Peggy Orenstein, of Schoolgirls fame, recently wrote a thoroughly thought-provoking book about raising a daughter amid our grossly overly-pink girlie culture titled Cinderella Ate My Daughter. If you have a daughter, I would say that this is a must-read although reading it may make you more terrified than when you began it. You know from the onset of meeting your daughter that it may be a hard road ahead but this book really nails that idea on its head. The world is such a different place than the now-so-seemingly-innocent one that you and I grew up in (that statement alone should give you worry). She concludes, albeit a bit skeptically, that there is hope.
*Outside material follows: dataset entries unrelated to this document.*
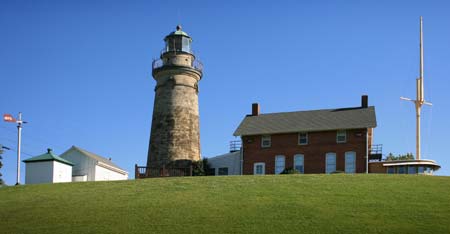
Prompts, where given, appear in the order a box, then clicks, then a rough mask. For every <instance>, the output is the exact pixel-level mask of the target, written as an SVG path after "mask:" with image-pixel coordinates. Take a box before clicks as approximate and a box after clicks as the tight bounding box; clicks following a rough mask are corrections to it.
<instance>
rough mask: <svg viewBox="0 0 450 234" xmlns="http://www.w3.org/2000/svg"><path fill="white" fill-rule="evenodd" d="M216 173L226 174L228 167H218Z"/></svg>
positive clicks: (227, 174)
mask: <svg viewBox="0 0 450 234" xmlns="http://www.w3.org/2000/svg"><path fill="white" fill-rule="evenodd" d="M218 175H228V167H221V168H219V172H218Z"/></svg>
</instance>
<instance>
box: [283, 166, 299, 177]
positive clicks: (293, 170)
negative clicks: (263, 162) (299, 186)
mask: <svg viewBox="0 0 450 234" xmlns="http://www.w3.org/2000/svg"><path fill="white" fill-rule="evenodd" d="M280 174H284V175H287V174H300V172H299V171H297V170H295V169H294V168H292V167H291V168H286V169H284V170H283V171H282V172H281V173H280Z"/></svg>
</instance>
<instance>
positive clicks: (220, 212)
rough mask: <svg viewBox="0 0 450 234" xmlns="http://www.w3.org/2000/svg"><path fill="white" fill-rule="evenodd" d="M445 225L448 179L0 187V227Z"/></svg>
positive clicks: (426, 228) (175, 226)
mask: <svg viewBox="0 0 450 234" xmlns="http://www.w3.org/2000/svg"><path fill="white" fill-rule="evenodd" d="M215 231H218V232H226V233H248V232H254V233H256V232H260V233H301V232H303V233H450V177H429V176H408V175H404V176H400V175H398V176H394V175H343V174H339V175H284V176H281V175H280V176H259V177H255V176H235V177H232V176H229V177H190V178H167V179H146V180H136V181H119V182H96V183H68V184H45V185H27V186H19V187H7V188H2V189H0V233H193V232H197V233H207V232H215Z"/></svg>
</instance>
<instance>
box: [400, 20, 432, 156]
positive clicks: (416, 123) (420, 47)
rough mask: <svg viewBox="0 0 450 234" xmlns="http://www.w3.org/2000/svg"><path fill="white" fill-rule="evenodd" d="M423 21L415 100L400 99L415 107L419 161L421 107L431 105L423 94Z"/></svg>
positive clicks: (404, 98)
mask: <svg viewBox="0 0 450 234" xmlns="http://www.w3.org/2000/svg"><path fill="white" fill-rule="evenodd" d="M422 24H423V19H422V16H421V17H420V67H419V78H417V79H416V100H412V99H411V98H405V97H400V99H402V100H406V101H411V102H413V103H414V105H415V107H416V160H420V156H421V155H420V113H421V110H422V105H429V106H431V105H433V104H431V103H430V102H426V101H425V98H424V94H423V32H422Z"/></svg>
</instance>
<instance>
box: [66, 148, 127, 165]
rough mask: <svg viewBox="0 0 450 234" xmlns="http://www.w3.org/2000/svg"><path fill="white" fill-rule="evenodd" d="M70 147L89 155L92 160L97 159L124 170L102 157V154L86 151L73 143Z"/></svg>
mask: <svg viewBox="0 0 450 234" xmlns="http://www.w3.org/2000/svg"><path fill="white" fill-rule="evenodd" d="M72 148H73V149H75V150H77V151H78V152H80V153H82V154H83V155H85V156H87V157H89V158H92V159H94V160H97V161H98V162H102V163H104V164H106V165H109V166H111V167H115V168H117V169H120V170H122V171H125V170H124V169H122V168H120V167H119V166H117V165H116V164H114V163H113V162H112V161H111V160H109V159H107V158H104V157H102V156H100V155H97V154H94V153H92V152H89V151H87V150H84V149H82V148H80V147H78V146H74V145H73V146H72Z"/></svg>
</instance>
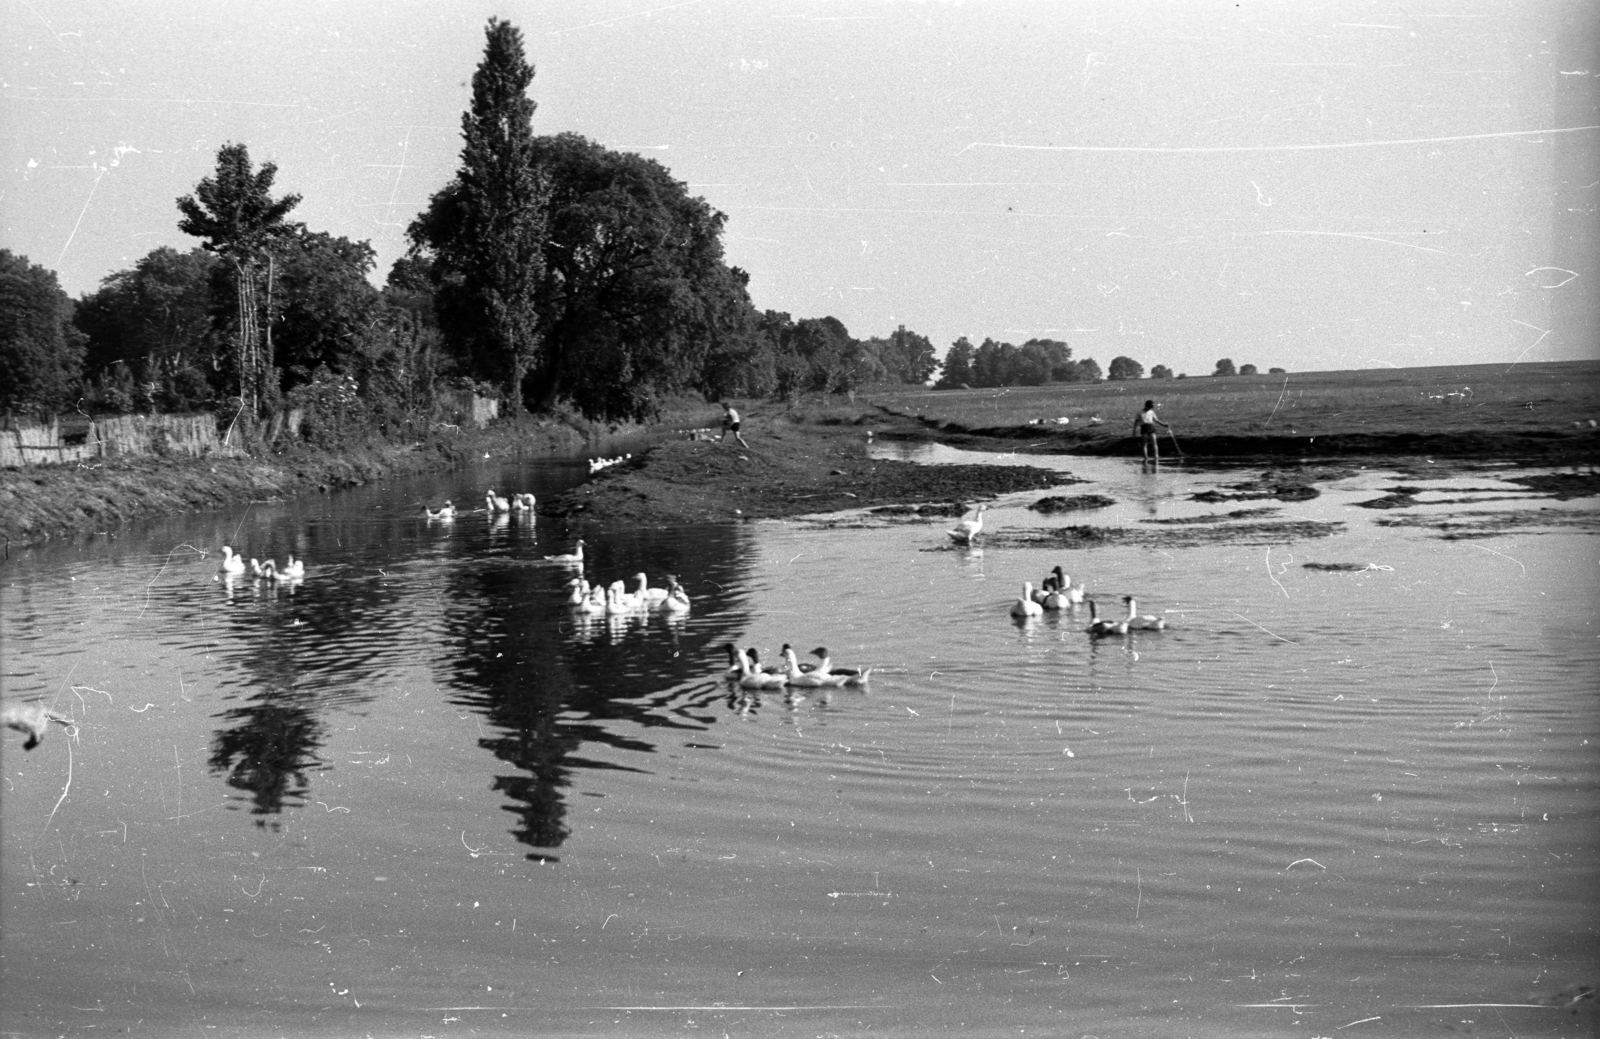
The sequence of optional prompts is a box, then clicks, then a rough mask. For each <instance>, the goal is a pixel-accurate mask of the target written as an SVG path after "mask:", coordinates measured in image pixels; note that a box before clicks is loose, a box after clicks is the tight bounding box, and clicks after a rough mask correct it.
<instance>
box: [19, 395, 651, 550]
mask: <svg viewBox="0 0 1600 1039" xmlns="http://www.w3.org/2000/svg"><path fill="white" fill-rule="evenodd" d="M629 432H640V429H630V431H629ZM611 435H626V434H619V432H610V434H608V432H605V431H603V429H602V427H595V429H587V431H586V429H581V427H578V424H573V423H563V421H526V423H498V424H493V426H486V427H483V429H462V431H459V432H440V434H437V435H432V437H429V439H427V440H419V442H410V443H394V442H387V440H370V442H363V443H357V445H352V447H350V448H347V450H342V451H338V453H334V451H330V450H320V448H312V447H304V445H299V447H294V448H288V450H283V451H275V453H270V455H259V456H251V455H238V456H222V455H216V456H202V458H187V456H165V458H162V456H133V458H112V459H106V461H104V463H99V464H94V466H86V464H77V466H29V467H22V469H0V538H3V543H5V549H6V552H10V549H11V548H21V546H27V544H38V543H43V541H51V540H58V538H74V536H82V535H91V533H99V532H107V530H115V528H118V527H122V525H123V524H126V522H131V520H138V519H144V517H150V515H171V514H182V512H203V511H211V509H224V507H229V506H237V504H246V503H251V501H283V499H288V498H296V496H301V495H310V493H328V491H333V490H342V488H349V487H362V485H363V483H370V482H373V480H382V479H390V477H398V475H413V474H422V472H445V471H450V469H459V467H462V466H466V464H469V463H472V461H477V459H482V458H483V456H485V455H488V456H491V458H506V456H534V455H555V453H581V451H584V450H592V448H594V447H595V445H603V443H605V442H606V439H610V437H611Z"/></svg>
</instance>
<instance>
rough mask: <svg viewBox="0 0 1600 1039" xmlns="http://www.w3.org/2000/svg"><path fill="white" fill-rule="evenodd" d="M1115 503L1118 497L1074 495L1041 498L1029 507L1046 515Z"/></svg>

You can raise an independent and lovable girl - it just takes some mindful choices in the beginning and following through to the bitter end (supposedly around 13 when they just stop listening to you).
Here is a oh-so brief summary (seriously, go get this book - at the store or at the library - it is worth your time):
Peggy is a journalist who has spent much of her career writing about issues that face adolescent girls so when she is expecting a child of her own she prays for the boy that wasn't to be. Of course, she has a girl, how silly of her to think otherwise. So when her toddler girl becomes infatuated by princesses (despite never have read princess stories) she decides to dive head first in to this crazy pinkalicious world of baby/toddler/tween girls and what this could mean for her future.
"According to the American Psychological Association, the girlie-girl culture's emphasis on beauty and play-sexiness can increase girls' vulnerability to the pitfalls that most concern parents: depression, eating disorders, distorted body image, risky sexual behavior. Even brief exposures to the typical, idealized images of women that we all see every day has been shown to lower girls' opinion of themselves, both physically and academically...The pursuit of physical perfection was recast as a source of young women's "empowerment." Even as new educational and profession opportunities unfurl before my daughter and her peers, so does the path that encourages them to equate identity with image, self-expression with appearance, femininity with performance, pleasure with pleasing, and sexuality with sexualization. I didn't know whether Disney Princesses would be the first salvo in a Hundred Years' War of dieting, plucking and painting. But for me they became a trigger for the larger question of how to help our daughters with the contradictions they will inevitably face as girls."